Step 4: Track metrics over time. You need a dashboard showing score trends across versions. A regression from 94% to 87% on “answer relevance” should stop a deploy the same way a failing test stops a build. Tools like LangSmith, Braintrust, and PromptFoo handle this — or you can run evals to a Postgres table and build a 10-line dashboard. Either way, you need the number.

Step 5: Expand the dataset continuously. Every production failure is a new eval case. When users complain, add their query to the golden set. Your eval suite should grow as your system learns what production looks like.

The Uncomfortable Truth About LLM Quality

Here’s what most teams don’t want to hear: there is no “fixed” prompt.

Prompts decay. The same prompt that scored 92% in January scores 81% in March because the underlying model was silently updated, your users shifted their input patterns, or adjacent features changed the retrieval context. LLMs in production are not static artifacts — they’re living systems subject to distributional shift.

The only teams that catch this drift early are the ones with evals running continuously. Everyone else finds out from Slack.

This is also why “just upgrade to the new model” advice is dangerous without evals. Newer models are often better in aggregate benchmarks and worse on your specific task. o3 is brilliant at mathematical reasoning and noticeably worse than GPT-4o at certain instruction-following tasks in constrained domains. Claude 3.7’s extended thinking is extraordinary for complex coding problems and frustratingly verbose for simple Q&A. Model upgrades need to be validated against your eval suite, not assumed safe because the benchmark number went up.

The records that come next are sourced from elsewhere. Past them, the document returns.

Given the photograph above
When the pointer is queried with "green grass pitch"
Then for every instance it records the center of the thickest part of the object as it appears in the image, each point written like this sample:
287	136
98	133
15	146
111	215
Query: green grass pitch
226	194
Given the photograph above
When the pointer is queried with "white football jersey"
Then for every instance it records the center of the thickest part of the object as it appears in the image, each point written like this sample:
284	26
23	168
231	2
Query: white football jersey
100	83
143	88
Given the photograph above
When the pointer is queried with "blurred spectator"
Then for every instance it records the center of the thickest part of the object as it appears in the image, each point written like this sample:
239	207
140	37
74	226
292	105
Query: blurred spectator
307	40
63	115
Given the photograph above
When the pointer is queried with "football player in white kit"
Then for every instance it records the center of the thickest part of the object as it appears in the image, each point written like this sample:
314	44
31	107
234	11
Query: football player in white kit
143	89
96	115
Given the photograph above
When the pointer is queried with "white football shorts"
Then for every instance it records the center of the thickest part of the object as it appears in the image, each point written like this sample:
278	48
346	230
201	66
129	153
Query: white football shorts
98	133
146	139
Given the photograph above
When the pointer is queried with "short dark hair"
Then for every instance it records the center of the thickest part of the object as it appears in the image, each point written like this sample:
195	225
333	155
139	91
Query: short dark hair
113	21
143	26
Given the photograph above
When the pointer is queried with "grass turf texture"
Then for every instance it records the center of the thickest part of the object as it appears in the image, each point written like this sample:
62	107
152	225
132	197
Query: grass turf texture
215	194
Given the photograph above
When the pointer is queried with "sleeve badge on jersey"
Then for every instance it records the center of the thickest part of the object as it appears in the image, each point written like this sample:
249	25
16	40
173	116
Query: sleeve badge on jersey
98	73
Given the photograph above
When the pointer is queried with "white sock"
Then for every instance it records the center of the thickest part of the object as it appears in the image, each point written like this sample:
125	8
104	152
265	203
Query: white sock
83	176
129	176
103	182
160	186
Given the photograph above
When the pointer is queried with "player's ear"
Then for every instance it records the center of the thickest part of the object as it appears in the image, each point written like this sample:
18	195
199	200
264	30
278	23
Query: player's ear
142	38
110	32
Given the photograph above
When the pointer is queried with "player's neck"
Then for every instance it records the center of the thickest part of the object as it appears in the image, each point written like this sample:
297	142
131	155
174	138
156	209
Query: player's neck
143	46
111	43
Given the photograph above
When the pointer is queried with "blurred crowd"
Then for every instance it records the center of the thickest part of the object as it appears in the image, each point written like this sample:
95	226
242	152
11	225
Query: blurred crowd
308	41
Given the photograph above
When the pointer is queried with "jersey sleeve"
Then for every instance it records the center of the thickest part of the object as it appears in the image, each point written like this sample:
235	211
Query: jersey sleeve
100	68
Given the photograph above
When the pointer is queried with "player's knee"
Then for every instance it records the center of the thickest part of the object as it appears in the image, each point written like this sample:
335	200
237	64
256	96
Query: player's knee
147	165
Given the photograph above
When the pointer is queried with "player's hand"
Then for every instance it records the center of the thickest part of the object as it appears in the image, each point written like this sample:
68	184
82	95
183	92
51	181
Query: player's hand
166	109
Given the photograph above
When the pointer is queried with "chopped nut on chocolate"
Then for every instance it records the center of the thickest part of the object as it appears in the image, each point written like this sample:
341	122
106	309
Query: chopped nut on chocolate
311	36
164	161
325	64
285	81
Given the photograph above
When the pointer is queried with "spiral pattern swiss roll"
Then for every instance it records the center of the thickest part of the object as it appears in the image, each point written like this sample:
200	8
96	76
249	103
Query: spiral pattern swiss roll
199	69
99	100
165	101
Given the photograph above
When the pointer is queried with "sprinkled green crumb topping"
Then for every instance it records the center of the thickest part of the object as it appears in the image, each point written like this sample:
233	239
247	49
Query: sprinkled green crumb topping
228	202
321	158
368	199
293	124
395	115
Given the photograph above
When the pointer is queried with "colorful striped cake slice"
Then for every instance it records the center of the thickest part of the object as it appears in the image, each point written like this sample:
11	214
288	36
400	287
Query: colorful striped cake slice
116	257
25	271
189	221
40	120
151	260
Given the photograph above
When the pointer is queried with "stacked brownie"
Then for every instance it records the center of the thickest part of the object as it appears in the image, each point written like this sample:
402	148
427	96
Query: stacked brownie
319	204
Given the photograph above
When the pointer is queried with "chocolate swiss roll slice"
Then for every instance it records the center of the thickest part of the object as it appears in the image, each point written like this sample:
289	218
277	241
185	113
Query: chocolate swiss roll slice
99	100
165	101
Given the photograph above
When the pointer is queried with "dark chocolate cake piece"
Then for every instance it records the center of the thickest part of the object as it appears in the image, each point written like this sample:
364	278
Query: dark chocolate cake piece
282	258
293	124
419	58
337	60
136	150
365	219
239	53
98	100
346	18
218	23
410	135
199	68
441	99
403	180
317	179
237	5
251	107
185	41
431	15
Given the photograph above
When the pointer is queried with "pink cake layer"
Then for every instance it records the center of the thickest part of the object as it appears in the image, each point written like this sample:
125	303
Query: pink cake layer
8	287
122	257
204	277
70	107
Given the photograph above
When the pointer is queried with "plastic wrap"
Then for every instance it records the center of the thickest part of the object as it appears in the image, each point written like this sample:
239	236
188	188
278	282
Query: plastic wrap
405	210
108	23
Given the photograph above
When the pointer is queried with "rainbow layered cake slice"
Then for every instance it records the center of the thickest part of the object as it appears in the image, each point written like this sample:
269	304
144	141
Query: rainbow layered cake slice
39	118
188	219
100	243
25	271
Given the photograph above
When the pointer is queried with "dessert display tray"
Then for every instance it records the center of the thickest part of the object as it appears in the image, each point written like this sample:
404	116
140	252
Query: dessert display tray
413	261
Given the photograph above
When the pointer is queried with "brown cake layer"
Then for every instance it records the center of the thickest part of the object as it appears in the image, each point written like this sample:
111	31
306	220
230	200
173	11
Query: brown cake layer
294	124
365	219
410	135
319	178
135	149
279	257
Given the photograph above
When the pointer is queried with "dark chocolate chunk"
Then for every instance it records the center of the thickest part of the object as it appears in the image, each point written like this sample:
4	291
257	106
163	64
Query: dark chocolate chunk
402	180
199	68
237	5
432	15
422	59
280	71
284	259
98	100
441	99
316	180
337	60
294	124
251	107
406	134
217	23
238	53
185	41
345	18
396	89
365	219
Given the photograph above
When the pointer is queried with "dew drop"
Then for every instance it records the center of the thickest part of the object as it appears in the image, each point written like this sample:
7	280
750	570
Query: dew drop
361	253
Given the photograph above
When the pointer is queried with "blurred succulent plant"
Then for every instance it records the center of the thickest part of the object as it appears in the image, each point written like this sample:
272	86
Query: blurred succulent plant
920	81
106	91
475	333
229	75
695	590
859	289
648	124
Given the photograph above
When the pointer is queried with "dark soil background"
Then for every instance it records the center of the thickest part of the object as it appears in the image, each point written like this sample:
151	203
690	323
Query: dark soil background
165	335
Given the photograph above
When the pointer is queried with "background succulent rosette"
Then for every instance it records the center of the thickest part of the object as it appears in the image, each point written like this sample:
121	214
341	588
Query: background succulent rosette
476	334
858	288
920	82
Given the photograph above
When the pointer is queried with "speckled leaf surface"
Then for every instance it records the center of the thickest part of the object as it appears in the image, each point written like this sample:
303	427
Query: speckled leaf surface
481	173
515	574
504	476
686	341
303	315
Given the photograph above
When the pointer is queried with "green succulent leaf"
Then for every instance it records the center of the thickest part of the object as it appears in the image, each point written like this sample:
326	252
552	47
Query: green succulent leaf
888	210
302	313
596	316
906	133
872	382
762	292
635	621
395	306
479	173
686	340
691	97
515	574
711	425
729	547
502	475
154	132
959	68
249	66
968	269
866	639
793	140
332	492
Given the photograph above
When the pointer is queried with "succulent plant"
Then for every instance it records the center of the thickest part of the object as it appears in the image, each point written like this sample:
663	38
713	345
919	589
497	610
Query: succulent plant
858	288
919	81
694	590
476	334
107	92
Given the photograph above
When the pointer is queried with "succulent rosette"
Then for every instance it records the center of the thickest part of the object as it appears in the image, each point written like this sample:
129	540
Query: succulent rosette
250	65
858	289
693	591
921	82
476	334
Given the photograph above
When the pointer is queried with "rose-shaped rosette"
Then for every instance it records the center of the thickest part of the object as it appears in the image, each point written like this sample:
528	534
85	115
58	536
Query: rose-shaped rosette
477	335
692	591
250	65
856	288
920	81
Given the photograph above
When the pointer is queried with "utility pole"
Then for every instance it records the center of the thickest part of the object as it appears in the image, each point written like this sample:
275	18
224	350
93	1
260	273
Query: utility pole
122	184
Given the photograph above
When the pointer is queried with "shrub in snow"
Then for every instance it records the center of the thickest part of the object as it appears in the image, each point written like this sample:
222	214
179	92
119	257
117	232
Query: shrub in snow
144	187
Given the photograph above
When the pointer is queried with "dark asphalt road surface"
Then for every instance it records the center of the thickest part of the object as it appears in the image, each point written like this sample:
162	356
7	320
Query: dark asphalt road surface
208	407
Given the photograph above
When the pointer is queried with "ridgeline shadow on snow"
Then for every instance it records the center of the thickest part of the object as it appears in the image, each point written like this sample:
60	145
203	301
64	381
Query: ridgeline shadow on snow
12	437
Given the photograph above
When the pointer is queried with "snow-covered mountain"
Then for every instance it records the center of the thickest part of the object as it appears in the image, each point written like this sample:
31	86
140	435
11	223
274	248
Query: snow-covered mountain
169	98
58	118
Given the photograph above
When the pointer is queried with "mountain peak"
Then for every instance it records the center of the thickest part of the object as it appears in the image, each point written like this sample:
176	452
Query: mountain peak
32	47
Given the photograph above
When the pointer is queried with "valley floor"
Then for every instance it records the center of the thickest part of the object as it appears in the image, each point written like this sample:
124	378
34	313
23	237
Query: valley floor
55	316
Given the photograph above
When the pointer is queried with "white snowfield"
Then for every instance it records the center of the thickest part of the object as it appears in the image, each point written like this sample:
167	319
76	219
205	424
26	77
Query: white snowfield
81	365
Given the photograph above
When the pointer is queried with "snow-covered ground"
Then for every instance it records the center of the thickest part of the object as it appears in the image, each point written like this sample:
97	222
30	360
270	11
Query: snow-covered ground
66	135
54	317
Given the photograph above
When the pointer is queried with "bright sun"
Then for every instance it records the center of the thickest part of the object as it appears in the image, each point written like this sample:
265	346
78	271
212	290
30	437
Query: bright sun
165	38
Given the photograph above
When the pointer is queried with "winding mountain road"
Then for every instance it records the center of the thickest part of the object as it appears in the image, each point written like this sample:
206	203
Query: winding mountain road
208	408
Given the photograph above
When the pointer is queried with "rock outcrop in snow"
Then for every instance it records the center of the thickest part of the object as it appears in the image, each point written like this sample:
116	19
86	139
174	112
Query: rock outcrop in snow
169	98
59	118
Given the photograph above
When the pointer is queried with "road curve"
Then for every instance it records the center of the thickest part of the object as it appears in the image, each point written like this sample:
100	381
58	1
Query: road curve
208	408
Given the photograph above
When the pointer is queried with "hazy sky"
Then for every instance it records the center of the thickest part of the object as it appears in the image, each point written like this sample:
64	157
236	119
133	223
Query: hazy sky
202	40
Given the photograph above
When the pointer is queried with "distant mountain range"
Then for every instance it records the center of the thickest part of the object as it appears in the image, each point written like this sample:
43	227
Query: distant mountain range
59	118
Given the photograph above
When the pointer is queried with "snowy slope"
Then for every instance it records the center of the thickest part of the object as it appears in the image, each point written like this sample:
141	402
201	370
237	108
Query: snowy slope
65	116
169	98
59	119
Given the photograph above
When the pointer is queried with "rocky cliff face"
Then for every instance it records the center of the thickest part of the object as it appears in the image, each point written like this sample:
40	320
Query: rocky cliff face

Evals Are a Forcing Function for Clarity

There’s a second-order benefit nobody talks about: writing evals forces you to understand what your system is supposed to do.

Vague product requirements (“make it helpful and accurate”) cannot be eval’d. To write a scorer, you must define what “helpful” means in context. Is it answering in under 150 tokens? Citing sources? Staying in scope? The act of turning fuzzy requirements into measurable criteria is clarifying in a way that no amount of prompt iteration achieves.

Teams that invest in evals early tend to write better prompts — not because evals teach you prompting, but because they force you to think precisely about the goal. Precision in the spec produces precision in the output.

Conclusion

The benchmark arms race between labs is impressive. o3, R1, Claude 3.7, Gemini 2.0 — they’re all getting better at a pace that would have seemed absurd three years ago. But benchmark performance at the lab doesn’t transfer directly to production quality on your task. The gap between “the model can do this” and “your system reliably does this” is not filled by a better model. It’s filled by evals.

You wouldn’t ship backend code without tests and call it engineering. Shipping AI features without evals isn’t engineering either — it’s optimistic deployment and reactive support. The industry will learn this the hard way, same as it always does.

You don’t have to wait for the hard way.

P.S. If you’re starting from zero: build 50 test cases this week. Write one deterministic scorer and one heuristic scorer. Run them on your current system and record the baseline. That’s it. The habit matters more than the tooling. The tooling can catch up.